From Wikipedia
A decompiler is a computer program that translates an executable file to a high-level source file which can be recompiled successfully. It does therefore the opposite of a typical compiler, which translates a high-level language to a low-level language. Decompilers are usually unable to perfectly reconstruct the original source code, thus frequently will produce obfuscated code. Nonetheless, decompilers remain an important tool in the reverse engineering of computer software.
Note:
if you read the rest of the wiki article, its focus is on machine instruction decompilation to languages that compile to machine language.
Most implementations of Python are interpreters; and many interpreters do not work this way though. Instead, they often compile to high-level bytecode.
The high-level nature of the instructions you cite above, is reflected by the fact that the program variable names are preserved. This is contrast to the register names and machine locations used in machine code.
That means that an operation like LOAD_CONST, LOAD_FAST, orBINARY_MULTIPLY must work on a number of more complex data types than would be found in a CPU machine register. Take LOAD_CONST for example; its operand can be a list, tuple, dictionary, or set value, or other distinct data types.
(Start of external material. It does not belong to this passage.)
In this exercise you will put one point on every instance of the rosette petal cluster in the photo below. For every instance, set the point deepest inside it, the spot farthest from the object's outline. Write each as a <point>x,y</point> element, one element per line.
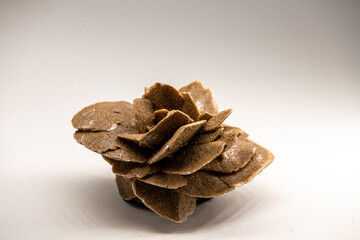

I have written about decompilers for interpreters to high-level bytecode here: https://rocky.github.io/Deparsing-Paper.pdf
In Python, bytecode can vary from release to release. For example in Python 3.6 the format of bytecode changed so that a bytecode instruction (opcode plus operand) changed from being either 1 or 3 bytes to a fixed size 2 bytes. In your example above, since the offsets increase by 2 always, you ran this from Python 3.6 or above.
A number of Python decompilers work for a specific version, some work for multiple versions of Python.
The answers to the question in What tools or libraries are there for decompiling python and exploring bytecode? lists a number of Python decompilers.